En Sıcak Konular

Bekaroğlu: Suriye meselesinde İsrail ve ABD mutlu

9 Ağustos 2012 13:04 tsi
Eski Milletvekilli Prof Dr Mehmet Bekaroğlu, Türkiye’deki Müslüman partilerin durumunu analiz ettiği açıklamalarında Numan Kurtulmuş’un Ak partiye neden gittiğini, Ak parti’nin iç ve dış politikalarını ve Türkiye, İran, Suriye politikası

Bekaroğlu'nun röportajı:

Mehmet Bekaroğlu, Türkiye’nin iç ve dış politikasının çok başarısız olduğunu söyleyerek, Suriye’deki olayların Dışişler Bakanı Ahmet Davutoğlu’nun yanlış politikaların’da da etkisi var olduğunu söyledi. Bekaroğlu, “Türkiye ile İran eğer isterlerse ve birbirlerine güvenirlerse, orta doğu bölgesine huzuru, barışı birlikte getirebilirler diyerek, Türkiye ve İran Suriye’deki olayları da durdurabilirlerdi” dedi ve şöyle ekledi: İsrail bu işin neresinde? herhalde en mutlu olan İsrail ve Amerika'dır. Bölgede, bölge halkları, bölge güçleri birbirini yiyiyor, insanlar ölüyor. İsrail, Amerika bir tek para harcamıyor, uçak uçurtmuyor, ekonomi tahrif olmuyor, bir tek askeri ölmüyor ama işte bölge yıkılıyor, yakılıyor ve insanlar ölüp duruyor. Herhalde en karlı çıkan İsrail oluyor.”

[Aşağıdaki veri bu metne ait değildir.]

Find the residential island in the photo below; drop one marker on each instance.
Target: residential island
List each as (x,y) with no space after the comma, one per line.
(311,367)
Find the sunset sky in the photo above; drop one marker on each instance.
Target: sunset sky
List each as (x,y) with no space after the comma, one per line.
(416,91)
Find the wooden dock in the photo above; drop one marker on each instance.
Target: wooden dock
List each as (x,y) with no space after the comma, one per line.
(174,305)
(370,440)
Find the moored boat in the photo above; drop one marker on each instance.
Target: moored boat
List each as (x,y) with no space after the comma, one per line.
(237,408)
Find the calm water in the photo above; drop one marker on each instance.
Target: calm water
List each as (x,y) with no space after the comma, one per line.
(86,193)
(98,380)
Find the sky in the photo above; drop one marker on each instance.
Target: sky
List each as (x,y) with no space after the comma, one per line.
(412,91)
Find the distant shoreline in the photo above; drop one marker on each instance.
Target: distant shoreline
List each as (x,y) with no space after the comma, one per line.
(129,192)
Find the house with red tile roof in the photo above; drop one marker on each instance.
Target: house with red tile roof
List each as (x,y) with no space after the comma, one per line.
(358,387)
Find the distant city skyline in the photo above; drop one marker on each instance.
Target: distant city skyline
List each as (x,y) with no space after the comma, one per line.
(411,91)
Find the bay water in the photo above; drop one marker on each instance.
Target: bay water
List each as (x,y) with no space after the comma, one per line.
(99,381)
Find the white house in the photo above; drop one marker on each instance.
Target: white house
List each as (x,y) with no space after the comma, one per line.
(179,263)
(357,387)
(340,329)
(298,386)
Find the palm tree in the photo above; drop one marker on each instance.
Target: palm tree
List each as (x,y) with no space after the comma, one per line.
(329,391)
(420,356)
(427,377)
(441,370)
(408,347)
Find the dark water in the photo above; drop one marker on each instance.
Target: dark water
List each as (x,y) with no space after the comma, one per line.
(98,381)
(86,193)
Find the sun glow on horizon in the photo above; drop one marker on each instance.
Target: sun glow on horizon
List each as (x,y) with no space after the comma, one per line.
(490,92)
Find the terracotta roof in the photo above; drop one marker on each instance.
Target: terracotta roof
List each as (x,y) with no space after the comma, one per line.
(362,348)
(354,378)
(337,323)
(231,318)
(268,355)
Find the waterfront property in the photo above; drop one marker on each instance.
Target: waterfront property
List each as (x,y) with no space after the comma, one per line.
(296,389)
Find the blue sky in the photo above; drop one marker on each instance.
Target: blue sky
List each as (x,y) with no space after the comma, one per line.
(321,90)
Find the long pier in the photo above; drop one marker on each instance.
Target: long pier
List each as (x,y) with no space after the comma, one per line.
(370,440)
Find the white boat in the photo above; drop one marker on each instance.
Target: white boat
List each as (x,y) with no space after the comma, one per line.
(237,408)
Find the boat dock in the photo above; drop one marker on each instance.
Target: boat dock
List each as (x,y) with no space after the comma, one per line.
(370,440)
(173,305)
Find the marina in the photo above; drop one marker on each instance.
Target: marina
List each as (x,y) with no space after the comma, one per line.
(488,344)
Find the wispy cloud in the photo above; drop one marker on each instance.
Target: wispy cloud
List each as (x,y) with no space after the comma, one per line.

Fars Haber Ajansı Türkiye bürosunun Eski Milletvekilli Prof Dr Mehmet Bekaroğlu’yla yaptığı özel röportajı aşağıda aktarıyoruz:

S- Merhum Erbakan’ın İslami partisinden ayrılarak HAS parti adlı başka bir İslami parti kuran Prof Numan Kurtulmuş'un Ak partiye katılma nedeni nedir? Bunda Suriye meselesinin bir etkisi var mı?

C-Kime sorarsanız buna farklı bir cevap verir. Numan Kurtulmuş herhalde şöyle diyecektir; zor zamanlardan geçiyoruz, güçleri birleştirmek lazım, yerel güçler biraraya geliyor, Türkiye'yi kurtarmak, yeniden inşa etmek için gidiyoruz diyecektir. Yaptığı işi idealize bahaneler çıkarabilir ama bana soracak olursanız tamamen çok basit bir şey, Halkın Sesi partisi ile bugünden yarına bir şey yani, bakan, başbakan olunmadığı, daha etkili bir yere gelinmediğini gören Numan Kurtulmuş’a Tayyip Erdoğan, ''al sana etkili yer, bir daha da çağırmam'' deyince gitti. Daha evvel de teklifler almıştı Tayyip Erdoğan'dan. Bu sefer son fırsat diye gitti. Bu kadar basit

S-Daha evvelki teklifleri kabul etmedi mi?

C-Etmedi, şimdi Halkın Sesi partisiyle, bu küçük partilerle olmuyor, gideyim orada hazır büyük bir parti var onla hizmet edeyim, ben de bir şey olayım, memleket için bir şeyler yapayım. dedi.

S-Sadece hizmet için mi?

C-Bilemem tabi, insanın içini ben nasıl okuyayım. Numan Beyin öyle rant peşinde, , zenginlik, para peşinde koştuğunu sanmıyorum. Statü olabilir. Hizmet olabilir.

S-Bunun Suriye politikasıyla ilgili olduğunu düşünmüyorsunuz?

C-Sanmıyorum ama birçok şey var. Tayyip Bey, neden Numan Beyi çağırdı diye bakmak lazım bence. Numan Beyin kabul etmesi çok büyük bir olay değil ben size söyleyeyim.


S-Recep Tayyip Erdoğan neden Numan Kurtulmuş’a kendilerine katılma teklif’in bulundu?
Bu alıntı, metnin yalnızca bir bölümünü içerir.